- Born: February 24, 1912 Pasadena, California, United States
- Died: August 12, 1994 (aged 82) San Bernardino, California United States
- Occupation: Writer
- Years active: 1936–1966
- Spouse: Gwynne Shipman
- Children: Nina Shipman
- Parent(s): Ernest Shipman Nell Shipman

= Barry Shipman =

Canadian-American screenwriter

Barry Shipman (February 24, 1912 – August 12, 1994) was a Canadian-American screenwriter.

A native of South Pasadena, Shipman was the son of the Canadian film pioneers Ernest Shipman and Nell Shipman. He was educated at a military school in Santa Monica.

Shipman was employed by Republic and Columbia studios for 45 years, writing scripts for films and serials.
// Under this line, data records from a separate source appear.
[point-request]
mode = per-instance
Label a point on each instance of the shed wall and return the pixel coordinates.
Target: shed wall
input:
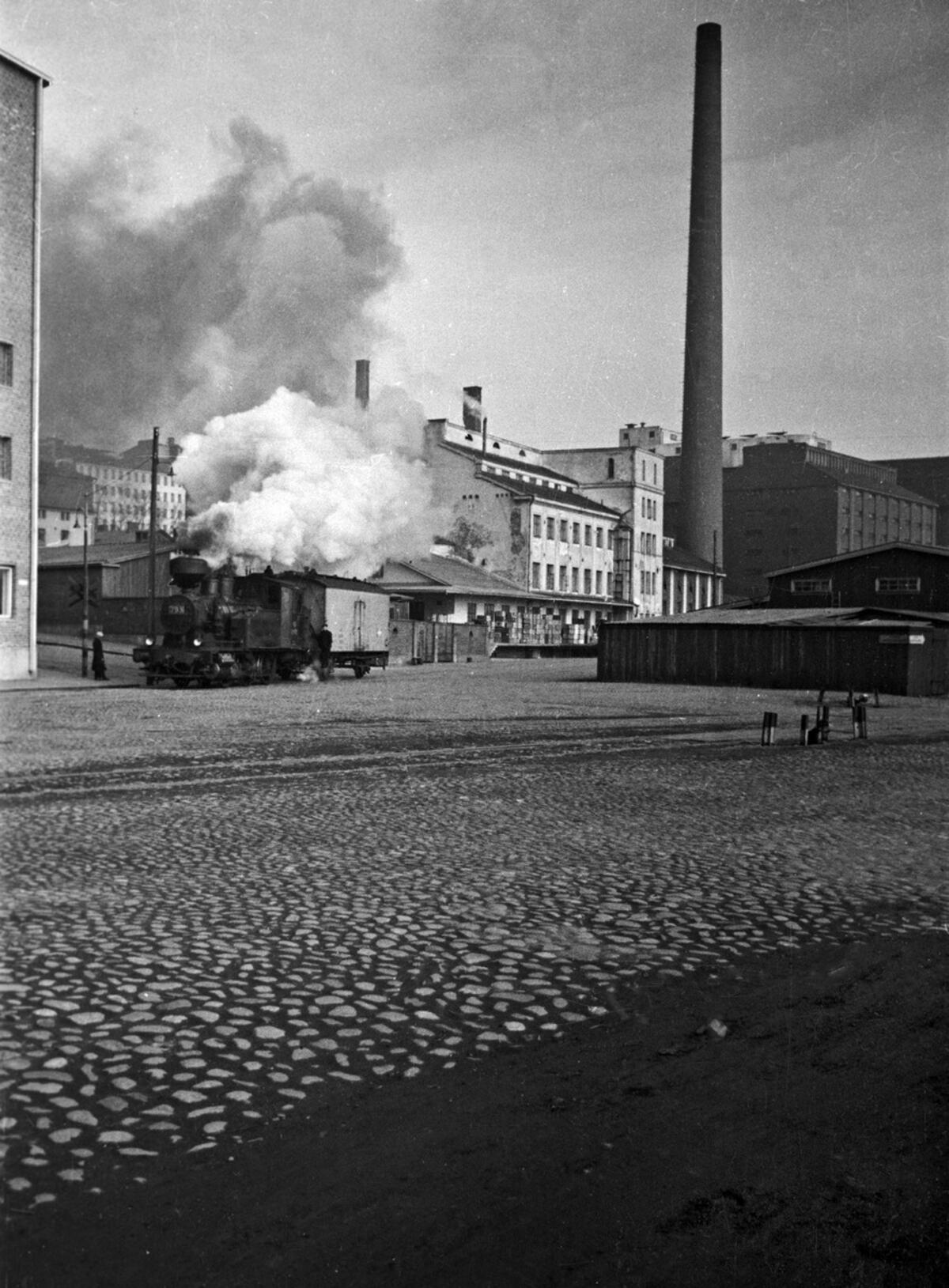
(777, 657)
He worked on more than a hundred films and television series, mainly of the western and mystery film genres.

In 1966 Shipman began working at Norton Air Force Base, making documentaries and training films for the United States Air Force.

He was married to the actress Gwynne Shipman, with whom he had a daughter Nina Shipman who also became an actress.

Shipman died in San Bernardino of prostate cancer at the age of 82.

==Selected filmography==

- Shakedown (1936)
- Hi-Yo Silver (1940)
- Roaring Rangers (1946)
- Singin' Spurs (1948)
- Song of Idaho (1948)
- Laramie (1949)
- The Blazing Trail (1949)
- Horsemen of the Sierras (1949)
- The Kid from Amarillo (1951)
- Bonanza Town (1951)
- Pecos River (1951)
- Montana Territory (1952)
- Laramie Mountains (1952)
- Smoky Canyon (1952)
- Junction City (1952)
- Lay That Rifle Down (1955)
- Stranger at My Door (1956)

==Bibliography==
- Morris, Peter. Embattled Shadows: A History of Canadian Cinema, 1895-1939. McGill-Queen's Press, 1992.